In the experiment, a random image has been chosen from the test dataset, and the model predicts whether the image is fake or real, as shown in Fig. 4. The method completely assesses the model's classification capabilities and capacity to generalize across multiple DeepFakes settings. Furthermore, the model aids in gaining insights about the model's proficiency in distinguishing various aspects and attributes associated with real and fake images, as observed through the projected probabilities.

Figure 5 compares confusion matrices produced after the model evaluations at 50th and 100th epochs. Each confusion matrix is a visual aid for evaluating the model's predictions and correspondence with actual images. The matrices provide information about the model's ability to classify images as real or fake correctly. The matrices show how many images are given to each class. Furthermore, the confusion matrices identify patterns and distribution entries that reflect the model's strengths and weaknesses, allowing for future upgrades and fine-tuning to improve overall classification performance.

Fig. 5.
figure 5

Comparison of Confusion Matrices Between 50 and 100 Epochs

Table 4 provides an exhaustive overview of major metrics of evaluation important for measuring the effectiveness of proposed Convolutional GAN model. Accuracy, which measures the overall correctness of predictions, is 0.958, which is the ratio of properly predicted instances to entire dataset size. The model's sensitivity (recall) of 0.972 represents the ability to identify true positive instances among all actual positives, which is critical for minimizing false negatives. Specificity, at 0.943, measures the model's ability to distinguish between true negatives among all actual negatives, with a focus on reducing false positives. Precision (0.946) computes the accuracy of positive predictions, emphasizing the model's ability to avoid misclassifying negatives as positives. Finally, the F1-Score (0.958) combines precision and recall into a balanced measure, indicating a model that excels in both high precision and recall.

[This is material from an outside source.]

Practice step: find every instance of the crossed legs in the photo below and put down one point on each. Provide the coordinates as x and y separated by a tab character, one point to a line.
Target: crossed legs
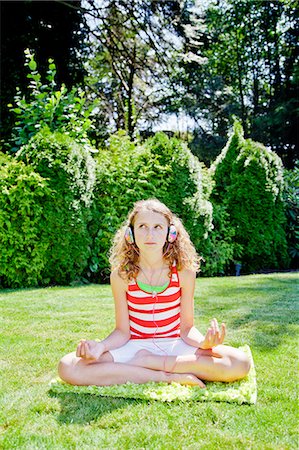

Table 4. Evaluation matrices measurements for the proposed model

5 Conclusion

Generative Adversarial Network i.e., GAN generates synthetic data with a realistic appearance of images by developing an algorithm in a large number of iterations. DeepFakes technology is a hard challenge through which the differentiation can be made between real and fake. The said challenge allows researchers to provide optimal algorithms and solutions to detect DeepFakes. The proposed model is capable of working efficiently with the large dataset. The results depict that the accuracy of the proposed model is outperforming as compared to the other models. In the research work, the loss of discriminator is minimized in a number of iterations as compared to the generator’s loss. The evaluation of the proposed model is performed through sensitivity and specificity. The generalization and convergence of GAN is a promising future research area for improvements.

5.1 Future Direction

There are several limitations of the proposed model i.e., difficulties with mode collapse, issues with gradient descent and usual convergence challenges in GANs. Moreover, there are many future challenges focusing on the improvement and generalization of GAN models.